The inequalities suffered by black Americans continue. The killing of George Floyd, Ahmaud Arbery, and Breonna Taylor are just the most recent injustices. The taking of black lives has caused many people to unequivocally state that black lives matter. Because black lives have not seemed to matter, it is important to focus our voices to contradict that narrative with words and actions.
The inequalities are broader than the justice system. In 2017 on this blog, I wrote a post titled “Black is Beautiful” that unequivocally stated the truth that black is beautiful in the eyes of God and therefore should be beautiful to God’s children as well.
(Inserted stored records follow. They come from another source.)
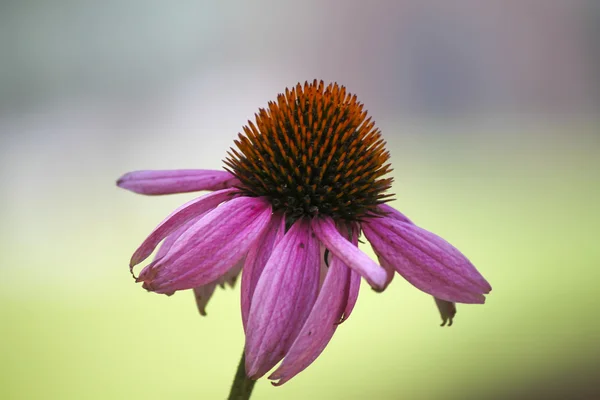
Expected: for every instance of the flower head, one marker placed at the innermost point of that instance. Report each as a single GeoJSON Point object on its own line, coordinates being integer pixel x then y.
{"type": "Point", "coordinates": [306, 179]}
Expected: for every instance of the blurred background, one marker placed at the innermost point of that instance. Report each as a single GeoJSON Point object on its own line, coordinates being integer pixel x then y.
{"type": "Point", "coordinates": [490, 110]}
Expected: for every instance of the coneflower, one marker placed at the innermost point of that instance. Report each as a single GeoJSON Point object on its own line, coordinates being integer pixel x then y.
{"type": "Point", "coordinates": [300, 186]}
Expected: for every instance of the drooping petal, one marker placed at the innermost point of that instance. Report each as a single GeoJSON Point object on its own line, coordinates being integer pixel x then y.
{"type": "Point", "coordinates": [204, 293]}
{"type": "Point", "coordinates": [176, 181]}
{"type": "Point", "coordinates": [320, 325]}
{"type": "Point", "coordinates": [283, 298]}
{"type": "Point", "coordinates": [178, 218]}
{"type": "Point", "coordinates": [353, 283]}
{"type": "Point", "coordinates": [392, 213]}
{"type": "Point", "coordinates": [166, 245]}
{"type": "Point", "coordinates": [350, 255]}
{"type": "Point", "coordinates": [212, 245]}
{"type": "Point", "coordinates": [447, 310]}
{"type": "Point", "coordinates": [426, 261]}
{"type": "Point", "coordinates": [256, 260]}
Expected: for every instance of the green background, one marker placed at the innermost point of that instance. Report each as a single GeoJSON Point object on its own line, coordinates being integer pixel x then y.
{"type": "Point", "coordinates": [520, 201]}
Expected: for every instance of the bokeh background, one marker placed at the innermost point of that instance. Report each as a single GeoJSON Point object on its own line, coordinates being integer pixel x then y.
{"type": "Point", "coordinates": [490, 110]}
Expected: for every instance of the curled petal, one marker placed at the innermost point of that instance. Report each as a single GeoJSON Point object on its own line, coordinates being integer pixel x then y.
{"type": "Point", "coordinates": [427, 261]}
{"type": "Point", "coordinates": [353, 284]}
{"type": "Point", "coordinates": [212, 245]}
{"type": "Point", "coordinates": [204, 293]}
{"type": "Point", "coordinates": [447, 310]}
{"type": "Point", "coordinates": [350, 255]}
{"type": "Point", "coordinates": [170, 240]}
{"type": "Point", "coordinates": [320, 325]}
{"type": "Point", "coordinates": [285, 294]}
{"type": "Point", "coordinates": [176, 181]}
{"type": "Point", "coordinates": [391, 212]}
{"type": "Point", "coordinates": [257, 258]}
{"type": "Point", "coordinates": [177, 219]}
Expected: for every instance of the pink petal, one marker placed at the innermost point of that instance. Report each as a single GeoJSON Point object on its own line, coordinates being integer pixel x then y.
{"type": "Point", "coordinates": [350, 255]}
{"type": "Point", "coordinates": [204, 293]}
{"type": "Point", "coordinates": [178, 218]}
{"type": "Point", "coordinates": [207, 249]}
{"type": "Point", "coordinates": [447, 310]}
{"type": "Point", "coordinates": [398, 216]}
{"type": "Point", "coordinates": [170, 240]}
{"type": "Point", "coordinates": [392, 213]}
{"type": "Point", "coordinates": [353, 284]}
{"type": "Point", "coordinates": [176, 181]}
{"type": "Point", "coordinates": [427, 263]}
{"type": "Point", "coordinates": [256, 260]}
{"type": "Point", "coordinates": [320, 325]}
{"type": "Point", "coordinates": [283, 298]}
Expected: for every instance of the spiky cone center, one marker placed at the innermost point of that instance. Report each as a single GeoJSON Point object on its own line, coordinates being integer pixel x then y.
{"type": "Point", "coordinates": [313, 152]}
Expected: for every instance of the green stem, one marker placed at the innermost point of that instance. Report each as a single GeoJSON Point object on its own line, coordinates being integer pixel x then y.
{"type": "Point", "coordinates": [242, 385]}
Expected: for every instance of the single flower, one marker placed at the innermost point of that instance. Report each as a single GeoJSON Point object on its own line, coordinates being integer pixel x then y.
{"type": "Point", "coordinates": [302, 183]}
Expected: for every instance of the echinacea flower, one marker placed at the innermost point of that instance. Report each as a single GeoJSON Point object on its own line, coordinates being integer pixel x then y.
{"type": "Point", "coordinates": [304, 181]}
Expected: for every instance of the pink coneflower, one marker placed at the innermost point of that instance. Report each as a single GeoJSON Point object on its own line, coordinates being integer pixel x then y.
{"type": "Point", "coordinates": [300, 186]}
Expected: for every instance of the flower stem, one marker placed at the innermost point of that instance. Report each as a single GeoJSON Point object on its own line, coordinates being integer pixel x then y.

While the current situation shows that racial issues have life and death importance, I believe that combating racism needs to go down even to the “aesthetic” level. Many others have recently discussed the structural injustices much more capably than I could. My hope is that this re-post will add a different layer to the discussion and especially challenge fellow pastors and Christians who serve in predominately white churches.
Black is beautiful. Fellow Christian, it is important to say that – unreservedly and without qualification. Fellow pastors and church leaders, has you church ever explicitly declared this truth?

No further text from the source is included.